Frogs: Cute, Despondent

Better than anything Jeff Koons ever dreamed up, the yellow Golden Mantella Frog is one of the preposterously hued amphibians on display in Frogs: A Chorus of Colors at Fernbank Museum of Natural History.

The size of a cough drop, the GMF is so adorable, you may be compelled by the paradoxical formula of cuteness, to cuddle and smash it all at once. For those who are drawn more to the dark side, there is the interactive "Froguts" video. Frog enthusiasts can demonstrate their affection for the beasts by virtually dissecting them in a fitting demonstration of our ambivalent relationship to nature.

The virtual dissection was a bold feature on Fernbank's part; like making the climax of a petting zoo a kill-your-own-goat event.

But Frogs had fewer eviscerators than glass-fogging frog lovers touring the exhibition during a recent visit. They peered into the glass terrariums containing tabletop biospheres to get a glimpse at frogs with skin as glossy as a matchbox car or the Chinese Gliding Frog with the teal coat of a '60s dinette set. One boy dressed in the 8-year-old's version of a three-piece suit - starched pants and crisp shirt - pontificated on the lethality of the Poison Dark Frog for all who would listen.
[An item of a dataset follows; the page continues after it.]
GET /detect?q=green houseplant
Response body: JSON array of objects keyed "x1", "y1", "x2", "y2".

Parents flaunted their literacy as they read their children wall text detailing various frog "fun" facts. For instance, frogs are beneficial to humans because when we pollute their environment with our chemicals and toxic waste, they help us detect the presence of poisons by dying. Sweet. Just as they fall obligingly under our dissecting knives so that we might understand biology.

The frogs range from delicate, refined Natalie Portman-types to an African Bull Frog with the suicidal. glum expression of a post-Watergate Nixon, his buttery haunches spread around him like a hoop skirt. "Nixon" remained despondent despite his paradisiacal environment with its eternal rippling water element. Frogs, another "fun" fact extolled, secrete toxins that may aid in treating human depression, which seemed of little consequence to this frog.

"He's fat, isn't he?" a woman told her family, rubbing it in.

As Kermit (the Frog) used to say, "It's not easy being green."


Frogs: A Chorus of Colors runs through May 1 at Fernbank Museum of Natural History, 767 Clifton Road. Mon.-Sat., 10 a.m.-5 p.m.; Sun., noon-5 p.m. (Extended Friday hours for Martinis & IMAX, 6-10 p.m.) $10-$12. 404-929-6400. www.fernbank.edu.??